Keywords

1 Introduction

In the past few years, the technological development of 3D audio for headphones using binaural audio has facilitated the delivery of Audio Augmented Reality (AAR) experiences. AAR consists of adding spatial audio entities into the real environment [13]. The technology has been applied to a range of fields such as teleconferencing, accessible audio systems, location-based games or education. AAR Research has mainly been focusing on the perception of sound quality [18], realism, or discrimination between real and virtual sounds [13]. Yet, interaction and collaboration remain under-researched. One of the big challenges is acoustic transparency, so that the user can stay connected to his environment as if they had no headphones. Bose Frames (BF) audio sunglasses [5] are a newly available wearable AAR consumer technology that embed the speakers and technology in the frame of the sunglasses, and are therefore perfectly acoustically transparent.

We are developing an interactive AAR multiplayer experience, for four players at a time, that encourages human interactions. Our prototype, Please Confirm you are not a Robot, explores three research questions: How can the affordances of the technology and spatial sound prompt and support actions in interactive AAR? How can asymmetric information influence group dynamics and support or distract from collaborative tasks? How can a participatory performance create empathy and behaviour change through interactive storytelling? We will test our game in a user experience study, from which we want to derive design implications for interactive storytelling and multiplayer AAR game design.

2 Background

2.1 State of the Art

In AAR, spatial audio is often rendered over headphones. Issues have been reported regarding front-back inversions, sound timbre artifacts, or externalisation, due to the use of non-individual HRTFs [3]. These are more noticeable in static than in dynamic binaural, which consists of the addition of a headtracking system, and also increases the user immersion and localisation accuracy.

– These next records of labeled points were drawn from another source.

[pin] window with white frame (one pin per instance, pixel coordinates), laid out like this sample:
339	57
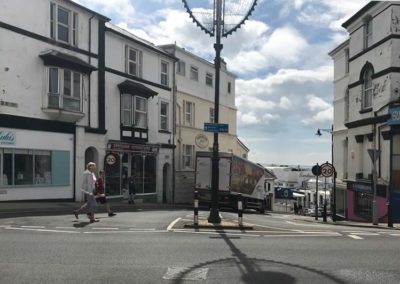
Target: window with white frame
189	113
367	32
63	24
181	68
64	89
164	116
187	156
212	118
133	61
133	111
367	88
164	73
194	73
346	105
209	79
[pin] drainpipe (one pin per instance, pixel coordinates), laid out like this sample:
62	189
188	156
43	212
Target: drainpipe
90	61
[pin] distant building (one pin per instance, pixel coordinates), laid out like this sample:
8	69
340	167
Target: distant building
366	113
195	91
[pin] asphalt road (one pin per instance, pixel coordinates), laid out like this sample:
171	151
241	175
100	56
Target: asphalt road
146	247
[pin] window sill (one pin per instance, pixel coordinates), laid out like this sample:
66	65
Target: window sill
63	115
365	110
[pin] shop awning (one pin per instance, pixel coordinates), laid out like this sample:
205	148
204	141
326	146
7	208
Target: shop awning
136	89
59	59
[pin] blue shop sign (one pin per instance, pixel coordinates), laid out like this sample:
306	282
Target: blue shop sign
394	116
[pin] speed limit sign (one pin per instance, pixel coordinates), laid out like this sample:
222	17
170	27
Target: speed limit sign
327	170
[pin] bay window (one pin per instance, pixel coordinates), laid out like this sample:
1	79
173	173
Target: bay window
64	89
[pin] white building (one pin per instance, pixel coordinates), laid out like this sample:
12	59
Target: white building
195	83
366	112
74	89
49	80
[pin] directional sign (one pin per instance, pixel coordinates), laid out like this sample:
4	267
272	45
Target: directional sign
216	127
327	170
316	170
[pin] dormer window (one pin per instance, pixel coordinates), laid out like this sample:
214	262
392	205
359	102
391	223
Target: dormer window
367	32
63	24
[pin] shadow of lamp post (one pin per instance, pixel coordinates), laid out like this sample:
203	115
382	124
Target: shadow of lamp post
218	18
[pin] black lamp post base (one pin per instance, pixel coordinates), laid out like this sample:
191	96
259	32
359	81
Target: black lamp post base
214	216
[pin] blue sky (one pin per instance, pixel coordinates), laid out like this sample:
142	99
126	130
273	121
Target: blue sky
284	89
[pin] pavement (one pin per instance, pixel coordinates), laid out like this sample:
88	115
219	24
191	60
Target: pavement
43	208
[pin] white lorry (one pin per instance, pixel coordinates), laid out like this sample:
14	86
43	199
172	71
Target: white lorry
236	175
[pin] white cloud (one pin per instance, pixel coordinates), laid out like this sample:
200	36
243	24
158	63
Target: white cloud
121	9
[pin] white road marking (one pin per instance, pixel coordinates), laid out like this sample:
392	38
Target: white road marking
95	228
173	224
119	232
355	237
367	234
186	273
42	230
34	227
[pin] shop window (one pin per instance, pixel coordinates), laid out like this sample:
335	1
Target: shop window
63	24
363	205
64	89
22	167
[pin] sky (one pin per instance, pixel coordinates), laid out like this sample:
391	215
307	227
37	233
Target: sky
284	85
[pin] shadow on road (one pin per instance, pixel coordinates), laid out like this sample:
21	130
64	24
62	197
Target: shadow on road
255	271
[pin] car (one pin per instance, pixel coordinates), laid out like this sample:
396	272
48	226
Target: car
311	212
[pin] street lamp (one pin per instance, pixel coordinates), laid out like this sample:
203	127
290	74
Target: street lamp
218	18
333	198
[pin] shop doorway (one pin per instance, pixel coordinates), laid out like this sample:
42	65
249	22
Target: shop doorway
166	181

A valuable asset of wearable devices is that they can offer headtracking possibilities and thus make dynamic binaural audio more widely available.

Representations of the AAR sound field can be either natural or pseudoacoustic. For the former, virtual audio entities are directly added to the auditory real environment. For the latter, binaural microphones are added into the listener’s ears and routed to the earphones so that the listener perceives a synthesized version of his environment. This system, also called “hear-through” audio, is for instance common in hearing aids. In all cases, the aim is that the user should not be able to determine which sources are real and which are not. This requires using high-quality 3D audio rendering [13] and a careful mix between the virtual sources and the auditory environment.

2.2 Challenges

Previous AAR studies have mainly focussed on hear-through audio. Transparent earphones remain under-explored and questions arise about a seamless integration of audio entities onto the real auditory environment. Some open-ear systems, such as the BF system presented in Sect. 4, exist. The mixed reality Microsoft Hololens glasses can render dynamic binaural audio and holographic 3D images, using small loudspeakers, a camera, eye tracking, and headtracking sensors integrated in the frame of the glasses [14]. Bone conduction headsets can also be used to render binaural audio. Despite some localization accuracy issues, good externalization and spatial discrimination can be achieved [2].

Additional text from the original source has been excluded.